Книга писателя не должна стать ни фольклорной тетрадью, ни справочником по этнографии. Между сказаниями, описаниями обычаев в повести Сарыг-оола билось юное, ранимое сердце.
Вот вместе с мальчиком мы попадаем на праздник шагаа. У тувинцев шагаа вроде Нового года, только в начале марта. К шагаа готовятся задолго. Моют и чистят все, что можно вымыть и вычистить, – даже изображения богов. Развешивают в юрте фигурки животных. Всю ночь молится лама. Молодежь устраивает веселые игры. Люди зазывают друг друга в гости. В каждой юрте варится мясо. Нередки состязания на лучшего едока; чтобы позлить скупцов, идут соревноваться к ним. В шагаа обращаются к богу с просьбой. Обратился и мальчик: «Кому попало не давай обижать меня, не оставляй живот мой без пищи, не давай мерзнуть моим ногам и телу без одежды и обуви…» Больше он не знал, о чем просить бога.
Сарыг-оол подробно опишет и длинный, как спектакль, ритуал тувинской свадьбы. А читатель не может забыть: это выдают замуж юную подружку героя. Колобродит свадьба, она действительно напоминает постановку – трагическую: любовь потерянно, одиноко бродит среди праздничных юрт.

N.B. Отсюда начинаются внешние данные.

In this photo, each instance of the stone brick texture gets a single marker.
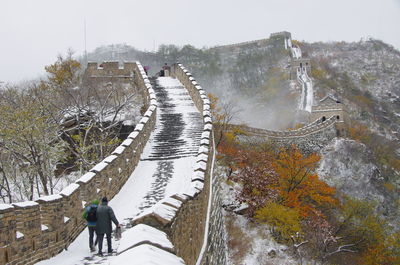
(33, 231)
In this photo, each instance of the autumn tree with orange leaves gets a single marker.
(298, 185)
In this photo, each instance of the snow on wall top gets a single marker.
(70, 189)
(146, 255)
(143, 233)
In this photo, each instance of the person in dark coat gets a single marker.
(105, 215)
(90, 216)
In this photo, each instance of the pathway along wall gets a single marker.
(183, 216)
(31, 231)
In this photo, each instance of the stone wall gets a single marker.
(217, 248)
(308, 143)
(35, 230)
(183, 216)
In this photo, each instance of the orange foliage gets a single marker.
(359, 132)
(299, 187)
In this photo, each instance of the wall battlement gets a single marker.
(33, 231)
(109, 72)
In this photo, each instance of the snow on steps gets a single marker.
(145, 243)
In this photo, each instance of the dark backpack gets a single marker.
(91, 217)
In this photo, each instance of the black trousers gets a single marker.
(92, 231)
(100, 238)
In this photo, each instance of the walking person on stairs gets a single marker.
(105, 215)
(90, 216)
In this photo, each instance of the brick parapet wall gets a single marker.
(302, 132)
(187, 212)
(33, 231)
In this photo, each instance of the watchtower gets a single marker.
(110, 71)
(285, 36)
(301, 64)
(327, 107)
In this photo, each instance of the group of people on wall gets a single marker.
(99, 217)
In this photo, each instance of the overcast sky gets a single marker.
(33, 32)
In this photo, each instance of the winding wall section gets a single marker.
(31, 231)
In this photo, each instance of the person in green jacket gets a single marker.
(105, 215)
(90, 216)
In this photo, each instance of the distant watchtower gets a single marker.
(109, 72)
(285, 36)
(301, 64)
(327, 107)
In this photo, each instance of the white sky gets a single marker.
(33, 32)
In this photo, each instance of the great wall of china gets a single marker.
(185, 227)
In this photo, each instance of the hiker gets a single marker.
(146, 69)
(105, 215)
(166, 69)
(90, 216)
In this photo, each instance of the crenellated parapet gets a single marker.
(31, 231)
(183, 217)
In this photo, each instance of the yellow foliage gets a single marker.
(299, 186)
(318, 73)
(284, 221)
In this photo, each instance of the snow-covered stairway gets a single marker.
(166, 167)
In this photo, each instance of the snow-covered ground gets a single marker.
(165, 168)
(307, 91)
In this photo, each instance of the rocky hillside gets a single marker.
(366, 75)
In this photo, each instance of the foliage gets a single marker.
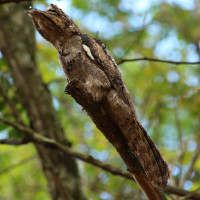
(166, 96)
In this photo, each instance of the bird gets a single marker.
(102, 80)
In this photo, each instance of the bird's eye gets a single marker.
(52, 11)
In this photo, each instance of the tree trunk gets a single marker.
(18, 49)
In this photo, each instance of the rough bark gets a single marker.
(18, 48)
(96, 84)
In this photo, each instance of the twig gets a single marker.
(157, 60)
(13, 1)
(191, 166)
(14, 111)
(3, 171)
(190, 194)
(36, 137)
(14, 141)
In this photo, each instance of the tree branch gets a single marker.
(3, 171)
(36, 137)
(157, 60)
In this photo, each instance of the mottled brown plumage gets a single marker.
(103, 81)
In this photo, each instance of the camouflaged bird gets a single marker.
(105, 76)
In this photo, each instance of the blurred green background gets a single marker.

Еще раньше мальчик увидит лицо смерти, древний похоронный обряд:
«Возле юрты поставили шесть шестов с флажками, один, на котором изображена бегущая священная лошадь, возле самой мамы. Теперь в юрте шумно, ламы хором читают, бьют в барабан и тарелки. Перед разукрашенными изображениями богов в медных чашах еда, зажженное масло: провожают мамину душу… На кострах варят много вкусной пищи, все ласково говорят о маме, гладят меня по голове. Хорошо маме, весело, не одиноко…»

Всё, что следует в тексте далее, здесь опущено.